De Palma Accepts a Blockbuster MISSION

September 22, 2016 - 9:12am
Posted by Jim Healy

This essay on Mission: Impossible  was written by JJ Bersch, PhD candidate in UW Madison’s Department of Communication Arts. A 35mm print of Mission: Impossible will kick off the final night in our Brian De Palma series on Friday, September 23 at 7 p.m. Mission: Impossible will be followed by De Palma's other major blockbuster, The Untouchables, at 9 p.m.

On May 18, 1996, Cleveland hip-hop group Bone Thugs-n-Harmony achieved a level of success that previously seemed unimaginable; their somber but celebratory single “Tha Crossroads” reached the top position on the Billboard Hot 100. The song—written in remembrance of their recently deceased mentor Eazy-E—opens with the following lines: “Now tell me what you gonna do / When it ain’t nowhere to run / When judgment comes for you / When judgment comes for you.”

These were the words you likely would have heard on the radio while driving to the multiplex to see Mission: Impossible on its opening weekend, and if you had followed any of the press leading up to its release, you probably would have felt like judgment had been coming for the film well before then. Take the following introduction from a prerelease Entertainment Weekly story: “Good morning, Mr. Phelps. This microchip contains a photograph of Brian De Palma, director of Mission: Impossible. De Palma has vanished from the realm of movie hyping without a trace. Although publicists for the film deny any knowledge of his whereabouts, sources close to the director say he chose to make himself scarce after a series of creative battles with Impossible star Tom Cruise. Your assignment, should you choose to accept it, is to make sure this movie doesn't self-destruct…”

Budgeted at $85 million, Mission: Impossible was easily the most expensive film De Palma had ever directed—his previous biggest budget was $47 million for 1990’s The Bonfire of the Vanities, a critical and commercial flop—and the strains of blockbuster filmmaking were evident throughout the production process. Some of the problems stemmed from this very budget; EW claims that Paramount executives wanted to “keep the budget for the film in the $40 to $50 million range,” but that Tom Cruise’s “vision” called “for a big, showy action piece” that brought it closer to $62 million. Others came from the screenplay; it went through a troubling set of revisions, with Jurassic Park screenwriter David Koepp receiving $1 million to revamp an earlier script by husband-and-wife team Willard Huyck and Gloria Katz. His version called for an extremely dark and deadly opening to the film, and original cast members of the Mission: Impossible television series such as Peter Graves and Martin Landau were outspoken in the press about their concerns over the film’s tone and its treatment of the source material.

And then there’s the matter of De Palma’s relationship with Cruise.

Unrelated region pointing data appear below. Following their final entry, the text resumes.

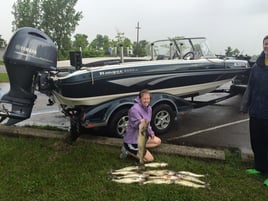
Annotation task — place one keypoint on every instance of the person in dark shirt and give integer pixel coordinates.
(255, 102)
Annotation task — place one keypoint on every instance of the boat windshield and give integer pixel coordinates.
(181, 48)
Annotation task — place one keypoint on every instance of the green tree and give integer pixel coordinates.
(57, 18)
(26, 14)
(80, 41)
(142, 49)
(229, 52)
(101, 43)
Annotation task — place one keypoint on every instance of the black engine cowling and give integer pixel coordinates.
(29, 52)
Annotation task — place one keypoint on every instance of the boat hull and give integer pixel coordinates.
(94, 86)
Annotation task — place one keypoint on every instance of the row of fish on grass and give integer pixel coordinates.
(150, 175)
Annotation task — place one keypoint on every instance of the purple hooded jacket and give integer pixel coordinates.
(135, 114)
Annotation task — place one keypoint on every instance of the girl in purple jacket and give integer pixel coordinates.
(140, 112)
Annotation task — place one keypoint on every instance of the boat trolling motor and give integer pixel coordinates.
(28, 53)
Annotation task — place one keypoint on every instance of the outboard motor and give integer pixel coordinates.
(29, 52)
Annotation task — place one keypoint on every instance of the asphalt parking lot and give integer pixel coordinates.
(219, 125)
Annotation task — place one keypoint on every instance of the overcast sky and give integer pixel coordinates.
(239, 24)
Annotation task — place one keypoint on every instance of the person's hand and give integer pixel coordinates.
(143, 121)
(152, 136)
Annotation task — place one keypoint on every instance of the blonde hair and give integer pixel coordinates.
(144, 91)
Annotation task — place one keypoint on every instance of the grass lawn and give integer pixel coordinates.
(37, 169)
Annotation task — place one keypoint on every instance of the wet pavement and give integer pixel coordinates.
(215, 126)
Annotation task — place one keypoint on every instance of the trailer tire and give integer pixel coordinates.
(118, 123)
(163, 118)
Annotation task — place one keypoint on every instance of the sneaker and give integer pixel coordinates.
(123, 153)
(253, 171)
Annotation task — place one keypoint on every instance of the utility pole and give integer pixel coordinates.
(138, 31)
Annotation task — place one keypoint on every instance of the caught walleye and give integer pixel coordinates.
(142, 138)
(133, 174)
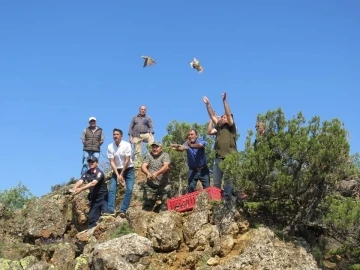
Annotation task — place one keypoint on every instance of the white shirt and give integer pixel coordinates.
(119, 153)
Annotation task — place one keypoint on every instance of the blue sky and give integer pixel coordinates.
(62, 62)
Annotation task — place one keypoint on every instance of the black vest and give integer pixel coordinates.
(92, 140)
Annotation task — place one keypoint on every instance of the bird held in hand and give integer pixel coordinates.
(195, 64)
(148, 61)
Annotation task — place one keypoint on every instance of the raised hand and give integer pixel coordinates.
(206, 100)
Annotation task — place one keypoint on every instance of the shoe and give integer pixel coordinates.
(108, 214)
(243, 196)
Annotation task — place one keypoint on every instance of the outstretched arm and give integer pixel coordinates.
(227, 110)
(210, 110)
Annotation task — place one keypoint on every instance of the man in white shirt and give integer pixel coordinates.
(119, 154)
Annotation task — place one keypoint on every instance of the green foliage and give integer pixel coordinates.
(293, 166)
(177, 133)
(16, 197)
(342, 213)
(56, 187)
(123, 229)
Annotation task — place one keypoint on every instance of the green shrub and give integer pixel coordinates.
(16, 197)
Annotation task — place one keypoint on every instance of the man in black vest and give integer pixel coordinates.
(98, 196)
(92, 138)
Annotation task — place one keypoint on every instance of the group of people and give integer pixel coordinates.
(124, 156)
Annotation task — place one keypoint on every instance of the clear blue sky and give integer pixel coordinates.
(64, 61)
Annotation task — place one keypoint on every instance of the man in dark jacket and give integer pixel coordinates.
(98, 196)
(92, 138)
(141, 130)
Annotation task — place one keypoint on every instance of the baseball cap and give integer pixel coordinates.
(156, 143)
(92, 158)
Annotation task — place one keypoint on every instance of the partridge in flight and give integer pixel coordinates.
(195, 64)
(148, 61)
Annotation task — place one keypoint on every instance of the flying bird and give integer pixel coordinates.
(195, 64)
(148, 61)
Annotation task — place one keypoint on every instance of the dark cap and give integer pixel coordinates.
(93, 158)
(156, 143)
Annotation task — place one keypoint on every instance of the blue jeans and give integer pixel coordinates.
(218, 175)
(129, 176)
(194, 175)
(97, 206)
(86, 155)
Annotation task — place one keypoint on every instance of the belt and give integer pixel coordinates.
(198, 168)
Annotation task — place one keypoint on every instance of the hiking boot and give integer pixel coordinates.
(243, 196)
(112, 214)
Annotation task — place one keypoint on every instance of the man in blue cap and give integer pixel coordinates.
(98, 196)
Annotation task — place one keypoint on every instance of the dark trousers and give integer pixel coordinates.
(98, 205)
(194, 174)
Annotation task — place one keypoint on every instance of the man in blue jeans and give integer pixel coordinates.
(119, 154)
(225, 144)
(92, 139)
(195, 150)
(94, 180)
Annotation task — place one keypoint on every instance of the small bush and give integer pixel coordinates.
(16, 198)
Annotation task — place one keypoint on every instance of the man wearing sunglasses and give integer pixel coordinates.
(198, 169)
(225, 144)
(94, 180)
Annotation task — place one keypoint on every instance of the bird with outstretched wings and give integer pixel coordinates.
(195, 64)
(148, 61)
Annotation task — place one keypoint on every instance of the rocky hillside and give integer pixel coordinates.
(51, 233)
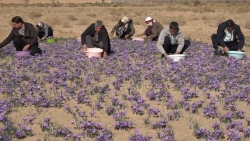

Here, again, is Entertainment Weekly: “Trouble between the director and the star-producer supposedly flared throughout the production. ‘Brian had the s--- beaten out of him by Tom and Paula [Wagner, coproducer],’ says a De Palma crony. ‘Tom second-guessed everything he did. One of the reasons the movie went over budget is that Cruise would change his mind at the last minute. 'I want this couch to be red, not beige.' Things like that. I think Brian felt pulverized during the making of this film.’ Pulverized enough to ditch Mission's press junket earlier this month.”

Yet almost none of these difficulties are apparent in the film itself. As Cineaste writes, “Although Brian De Palma's name was all but ignored in the prerelease ballyhoo for this summer blockbuster, the vision behind this witty adaptation of the hit TV spy series of the Sixties is very recognizable.” From the voyeurism and “movieness” of the film’s opening moments to the discomfort provided by the level of viewer knowledge in the film’s central set piece, Mission: Impossible is pretty soundly a Brian De Palma film. It is smaller, darker, and more contemplative than most of the series’ later entries, and probably a lot more confusing, but that’s part of the film’s enduring appeal; few popcorn films have ever had this much fun in the murkiness of the shadows.

Two full decades later, the franchise is still running strong and loud; the most recent, 2015’s Mission: Impossible — Rogue Nation, was released to critical and commercial success, and industry trades have spent this summer detailing the salary disputes that temporarily halted production on the next. Whether it be John Woo’s stylistic excess, J.J. Abrams’s misguided attempt to center the series around familial drama, or the brief moment studio executives thought they could hand over the series to Jeremy Renner, Cruise and his varying crews at IMF have time and again proven that they will always find somewhere to run, even when it ain’t nowhere to run.

De Palma, however, does not seem likely to run with it (or blockbuster Hollywood), again. In response to a question about the series from Moviefone in 2013, De Palma quips, “It always amazed me why somebody would want to make one thing over and over again. I think Tom has done a fantastic job in keeping this franchise going. It's just, aesthetically, it holds no interest in me. It's all about economics. Why would you want to keep making Mission: Impossibles?”

Even if he cannot, you will probably be able to find the answer (or a couple of answers) in De Palma’s film.